If my concept is different from hers, it is in its addition of the dimensions of time, or history, and of the ways in which popular religion creates ties of interdependence among people who live together in neighborhoods, villages and so on. So to some extent it is a dated concept which may require recasting in contemporary conditions. But whereas Woodhead, in a lecture at the 'New Forms of Public Religion' conference in Cambridge later in 2012, focused on personal spiritualities which exhibit a highly fragmented and dispersed organization, characteristic of Western Europe and North America in particular, I will present a rather different, parallel, evolution dynamized by Pentecostalism in Latin America but which also is widely observed in Africa, and in Europe among immigrants from Africa, the Caribbean and Latin America.

  • [1] Sixty-eight miraculous cures have been recognized by the 'Bureau des Constatations Médicales' whose rulings must themselves be confirmed by the Comité Médical International de Lourdes.
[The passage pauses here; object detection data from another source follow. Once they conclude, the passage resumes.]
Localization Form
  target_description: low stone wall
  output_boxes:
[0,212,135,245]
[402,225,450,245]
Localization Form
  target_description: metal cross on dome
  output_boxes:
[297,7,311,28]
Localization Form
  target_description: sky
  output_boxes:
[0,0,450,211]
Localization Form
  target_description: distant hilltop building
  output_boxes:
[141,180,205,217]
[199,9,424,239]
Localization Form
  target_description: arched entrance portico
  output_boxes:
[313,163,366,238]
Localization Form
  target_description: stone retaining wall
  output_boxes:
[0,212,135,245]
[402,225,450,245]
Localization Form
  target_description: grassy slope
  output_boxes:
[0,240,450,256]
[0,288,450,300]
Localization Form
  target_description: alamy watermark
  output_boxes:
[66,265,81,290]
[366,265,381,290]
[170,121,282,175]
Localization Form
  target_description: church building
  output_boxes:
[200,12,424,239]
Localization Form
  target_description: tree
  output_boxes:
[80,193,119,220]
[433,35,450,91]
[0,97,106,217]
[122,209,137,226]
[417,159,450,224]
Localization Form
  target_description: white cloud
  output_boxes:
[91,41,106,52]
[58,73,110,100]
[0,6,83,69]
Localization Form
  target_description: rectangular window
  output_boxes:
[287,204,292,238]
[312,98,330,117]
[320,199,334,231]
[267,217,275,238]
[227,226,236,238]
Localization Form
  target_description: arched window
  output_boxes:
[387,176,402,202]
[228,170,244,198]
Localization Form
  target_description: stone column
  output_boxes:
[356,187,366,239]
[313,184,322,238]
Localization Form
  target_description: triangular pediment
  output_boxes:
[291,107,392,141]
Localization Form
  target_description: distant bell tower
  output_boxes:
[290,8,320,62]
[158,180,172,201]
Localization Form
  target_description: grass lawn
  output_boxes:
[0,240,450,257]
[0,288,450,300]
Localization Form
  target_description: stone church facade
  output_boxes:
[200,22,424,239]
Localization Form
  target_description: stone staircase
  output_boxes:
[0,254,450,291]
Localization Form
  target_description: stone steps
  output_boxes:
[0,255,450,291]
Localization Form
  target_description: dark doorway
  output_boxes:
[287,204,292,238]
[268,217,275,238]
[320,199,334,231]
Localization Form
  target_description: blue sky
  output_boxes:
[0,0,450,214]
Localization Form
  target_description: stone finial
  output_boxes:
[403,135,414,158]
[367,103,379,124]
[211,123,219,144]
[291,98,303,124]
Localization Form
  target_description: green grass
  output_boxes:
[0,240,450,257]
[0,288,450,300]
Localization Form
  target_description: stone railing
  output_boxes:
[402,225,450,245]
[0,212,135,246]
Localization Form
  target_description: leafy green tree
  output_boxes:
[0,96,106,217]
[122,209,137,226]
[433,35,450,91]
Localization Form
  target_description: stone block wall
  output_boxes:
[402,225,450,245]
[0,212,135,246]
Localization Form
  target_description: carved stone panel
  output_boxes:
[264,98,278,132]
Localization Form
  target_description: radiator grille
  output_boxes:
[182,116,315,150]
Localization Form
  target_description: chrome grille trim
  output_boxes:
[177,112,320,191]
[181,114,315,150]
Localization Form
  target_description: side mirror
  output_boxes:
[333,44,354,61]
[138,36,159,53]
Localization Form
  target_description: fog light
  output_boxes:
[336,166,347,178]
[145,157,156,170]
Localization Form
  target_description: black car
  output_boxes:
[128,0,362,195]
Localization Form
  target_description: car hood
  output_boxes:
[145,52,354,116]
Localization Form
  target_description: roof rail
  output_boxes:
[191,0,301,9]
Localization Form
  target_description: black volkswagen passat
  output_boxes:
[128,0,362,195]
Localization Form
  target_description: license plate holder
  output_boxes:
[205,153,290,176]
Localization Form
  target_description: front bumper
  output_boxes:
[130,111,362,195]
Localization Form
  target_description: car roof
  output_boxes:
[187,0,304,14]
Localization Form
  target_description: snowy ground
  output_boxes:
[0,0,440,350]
The last miraculous cure took place in 2002 but was only confirmed in 2011. In 2012, according to the website of the Comité, a miracle was confirmed which had taken place in 1964. See serge-francois-guerison-remarquable and guerisons-et-miracles/68eme-miraculee.
  • [2] The notion of dynasty though is relativized in the sense that since they usually have many children, and since both sons and sons-in-law compete for succession, much 'politics' accompanies the succession process.